Disclaimer: I have no idea what is the state of the art in the environmental map sampling. In fact, I have very little knowledge about this topic. So this will not be complete answer but I will formulate the problem mathematically and analyze it. I do this mainly for myself, so I make it clear for my self but I hope that OP and others will find it useful.

$$
\newcommand{\w}{\omega}
$$

We want to calculate direct illumination at a point i.e. we want to know the value of the integral
$$
I =\int_{S^2} f(\omega_i,\omega_o,n) \, L(\omega_i) \,(\omega_i\cdot n)^+ d\omega_i
$$
where $f(\omega_i,\omega_o,n)$ is BSDF function(I explicitly state dependance on the normal which will be useful later), $L(\omega_i)$ is radiance of environmental map and $(\omega_i \cdot n)^+$ is the cosine term together with the visibility(that what the $+$ is for) i.e. $(\omega_i \cdot n)^+=0$ if $(\omega_i \cdot n)<0$

We estimate this integral by generating $N$ samples $\omega_i^1,\dots,\omega_i^N$ with the respect to the probability density function $p(\omega_i)$, the estimator is
$$
I \approx \frac1N \sum_{k=1}^N \frac{f(\omega_i^k,\omega_o,n) \, L(\omega_i^k) \,(\omega_i^k\cdot n)^+ }{p(\omega_i^k)}
$$

The question is: How do we choose the pdf $p$ such that we are able to generate the samples in acceptable time and the variance of the above estimator is reasonably small.

~~Best~~ method Pick $p$ proportional to the integrand
$$
p(\omega_i) \sim f(\omega_i,\omega_o,n) \, L(\omega_i) \,(\omega_i\cdot n)^+
$$
But most of the times it is very expensive to generate a sample according to this pdf, so it is not useful in practice.

Methods suggested by OP:

**Method one**: Choose $p$ proportional to the cosine term
$$
p(\omega_i) \sim (\omega_i\cdot n)^+
$$
**Method two**: Choose $p$ proportional to the EM
$$
p(\omega_i) \sim L(\omega_i)
$$

Based on the names of mentioned papers I can partially guess what they do(unfortunately I do not have the time and energy to read them right now).

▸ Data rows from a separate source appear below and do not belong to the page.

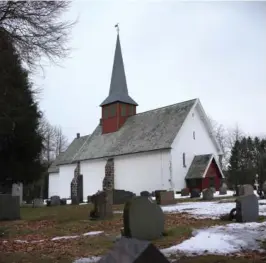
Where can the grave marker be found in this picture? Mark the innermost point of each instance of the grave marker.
(143, 219)
(130, 250)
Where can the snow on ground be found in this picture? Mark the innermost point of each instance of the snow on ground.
(219, 240)
(92, 233)
(228, 239)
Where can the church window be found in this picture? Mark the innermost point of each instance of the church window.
(105, 112)
(123, 110)
(184, 160)
(212, 182)
(112, 110)
(131, 109)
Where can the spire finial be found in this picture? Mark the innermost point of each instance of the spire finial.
(117, 28)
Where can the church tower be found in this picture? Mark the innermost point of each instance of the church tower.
(118, 106)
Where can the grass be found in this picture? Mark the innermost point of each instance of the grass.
(47, 222)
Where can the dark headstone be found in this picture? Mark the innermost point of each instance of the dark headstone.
(246, 189)
(121, 196)
(195, 193)
(131, 250)
(165, 198)
(63, 201)
(247, 208)
(55, 200)
(185, 192)
(37, 202)
(102, 202)
(145, 193)
(223, 189)
(9, 207)
(207, 194)
(143, 219)
(213, 189)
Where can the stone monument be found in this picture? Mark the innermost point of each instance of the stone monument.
(131, 250)
(143, 219)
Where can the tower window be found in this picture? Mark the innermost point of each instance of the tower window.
(112, 110)
(123, 110)
(131, 109)
(184, 160)
(105, 112)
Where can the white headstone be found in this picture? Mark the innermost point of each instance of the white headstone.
(17, 190)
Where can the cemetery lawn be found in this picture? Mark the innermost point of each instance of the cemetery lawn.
(49, 222)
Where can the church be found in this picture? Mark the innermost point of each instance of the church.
(167, 148)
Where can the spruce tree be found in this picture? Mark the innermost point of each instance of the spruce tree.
(20, 139)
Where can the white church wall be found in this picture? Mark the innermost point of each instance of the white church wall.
(185, 143)
(143, 171)
(93, 172)
(66, 174)
(53, 184)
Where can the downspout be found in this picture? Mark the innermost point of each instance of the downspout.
(161, 157)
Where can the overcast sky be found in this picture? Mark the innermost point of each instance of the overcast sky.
(173, 51)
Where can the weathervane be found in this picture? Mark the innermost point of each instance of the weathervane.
(117, 28)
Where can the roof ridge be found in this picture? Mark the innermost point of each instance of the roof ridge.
(168, 106)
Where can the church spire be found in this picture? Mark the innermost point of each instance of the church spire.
(118, 88)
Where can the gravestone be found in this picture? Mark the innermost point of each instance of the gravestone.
(145, 193)
(131, 250)
(213, 189)
(120, 197)
(17, 190)
(223, 189)
(9, 207)
(247, 208)
(207, 194)
(102, 202)
(37, 202)
(195, 193)
(246, 189)
(165, 198)
(76, 186)
(264, 187)
(55, 200)
(185, 192)
(143, 219)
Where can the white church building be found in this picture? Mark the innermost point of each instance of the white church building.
(169, 148)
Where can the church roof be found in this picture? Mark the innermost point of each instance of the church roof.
(54, 168)
(198, 166)
(147, 131)
(118, 88)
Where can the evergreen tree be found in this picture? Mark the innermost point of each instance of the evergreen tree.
(20, 139)
(234, 165)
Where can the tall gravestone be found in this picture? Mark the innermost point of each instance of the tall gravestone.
(247, 208)
(17, 190)
(102, 202)
(131, 250)
(143, 219)
(9, 207)
(76, 186)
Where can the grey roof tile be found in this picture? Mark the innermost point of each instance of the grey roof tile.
(118, 88)
(73, 149)
(147, 131)
(54, 168)
(198, 166)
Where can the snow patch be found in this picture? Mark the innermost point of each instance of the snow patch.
(222, 240)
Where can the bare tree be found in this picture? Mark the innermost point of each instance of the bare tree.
(61, 142)
(35, 29)
(48, 132)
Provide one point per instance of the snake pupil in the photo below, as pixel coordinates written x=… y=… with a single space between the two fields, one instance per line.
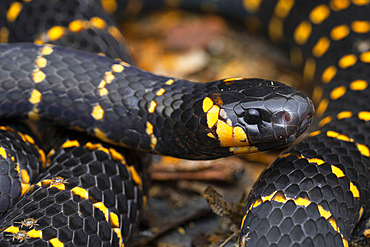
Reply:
x=252 y=116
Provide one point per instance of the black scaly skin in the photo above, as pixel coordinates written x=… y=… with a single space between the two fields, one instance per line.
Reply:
x=98 y=203
x=70 y=91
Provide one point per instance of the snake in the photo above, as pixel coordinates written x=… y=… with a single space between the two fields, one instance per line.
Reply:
x=314 y=194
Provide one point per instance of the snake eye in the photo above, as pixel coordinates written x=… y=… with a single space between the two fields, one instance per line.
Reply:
x=252 y=116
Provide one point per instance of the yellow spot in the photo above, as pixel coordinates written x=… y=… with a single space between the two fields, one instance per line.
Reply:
x=316 y=161
x=207 y=104
x=302 y=32
x=321 y=47
x=309 y=69
x=35 y=233
x=304 y=202
x=69 y=144
x=109 y=6
x=81 y=192
x=315 y=133
x=211 y=135
x=38 y=76
x=344 y=114
x=354 y=190
x=225 y=134
x=360 y=26
x=12 y=229
x=347 y=61
x=337 y=171
x=365 y=57
x=339 y=32
x=160 y=92
x=152 y=106
x=337 y=92
x=76 y=26
x=41 y=62
x=358 y=85
x=317 y=94
x=325 y=121
x=56 y=32
x=103 y=91
x=97 y=112
x=283 y=8
x=3 y=153
x=324 y=213
x=212 y=116
x=328 y=74
x=169 y=82
x=240 y=138
x=4 y=35
x=25 y=177
x=275 y=29
x=364 y=115
x=319 y=14
x=13 y=11
x=56 y=242
x=135 y=176
x=252 y=5
x=46 y=50
x=113 y=220
x=337 y=5
x=364 y=150
x=322 y=107
x=117 y=68
x=98 y=22
x=102 y=208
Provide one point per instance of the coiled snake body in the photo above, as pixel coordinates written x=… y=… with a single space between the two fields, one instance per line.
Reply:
x=313 y=195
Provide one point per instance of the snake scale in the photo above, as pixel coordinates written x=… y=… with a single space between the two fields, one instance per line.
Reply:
x=314 y=194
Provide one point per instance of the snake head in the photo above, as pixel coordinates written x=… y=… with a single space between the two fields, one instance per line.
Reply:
x=250 y=115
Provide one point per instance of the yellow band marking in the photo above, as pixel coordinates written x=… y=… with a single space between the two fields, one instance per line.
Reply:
x=152 y=106
x=364 y=115
x=35 y=97
x=338 y=92
x=302 y=32
x=322 y=107
x=135 y=176
x=319 y=14
x=69 y=144
x=252 y=5
x=364 y=150
x=321 y=47
x=207 y=104
x=212 y=116
x=339 y=5
x=328 y=74
x=339 y=32
x=35 y=233
x=365 y=57
x=97 y=112
x=81 y=192
x=56 y=242
x=325 y=121
x=160 y=92
x=347 y=61
x=344 y=114
x=13 y=11
x=358 y=85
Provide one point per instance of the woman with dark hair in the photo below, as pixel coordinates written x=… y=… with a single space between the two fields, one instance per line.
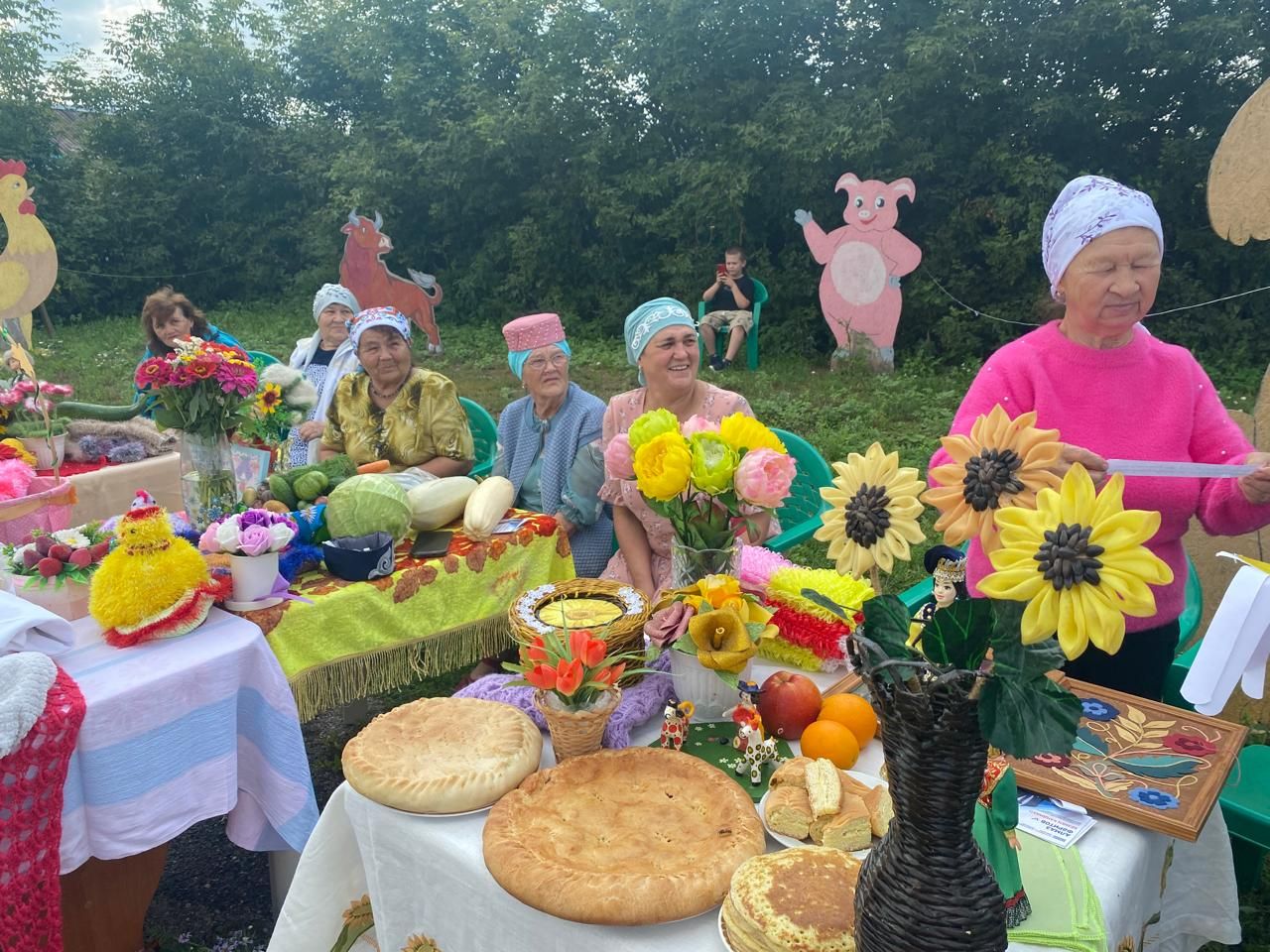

But before discussing what they most probably do, let's talk about power series a little bit :D

If we have a function of one real variable e.g. $f(x)$. Then if it is well behaved then it can be expanded into a power series
$$
f(x) = \sum_{k=0}^\infty a_k x^k
$$
Where $a_k$ are constants. This can be used to approximate $f$ by truncating the sum at some step $n$
$$
f(x) \approx \sum_{k=0}^n a_k x^k
$$
If $n$ is sufficiently high then the error is really small.

Now if we have function in two variables e.g. $f(x,y)$ we can expand it only in the first argument
$$
f(x,y) = \sum_{k=0}^\infty b_k(y) \, x^k
$$
where $b_k(y)$ are functions only in $y$. It can be also expanded in both arguments
$$
f(x,y) = \sum_{k,l=0}^\infty c_{kl} x^k y^l
$$
where $c_{kl}$ are constants. So function with real arguments can be expanded as sum of powers of that argument. Something similar can be done for functions defined on sphere.

Now, let's have a function defined on sphere e.g. $f(\omega)$. Such a function can be also expanded in similar fashion as function of one real parameter
$$
f(\omega) =\sum_{k=0}^\infty \alpha_k S_k(\omega)
$$
where $\alpha_k$ are constants and $S_k(\omega)$ are spherical harmonics. Spherical harmonics are normally indexed by two indices and are written as function in spherical coordinates but that is not important here. The important thing is that $f$ can be written as a sum of some known functions.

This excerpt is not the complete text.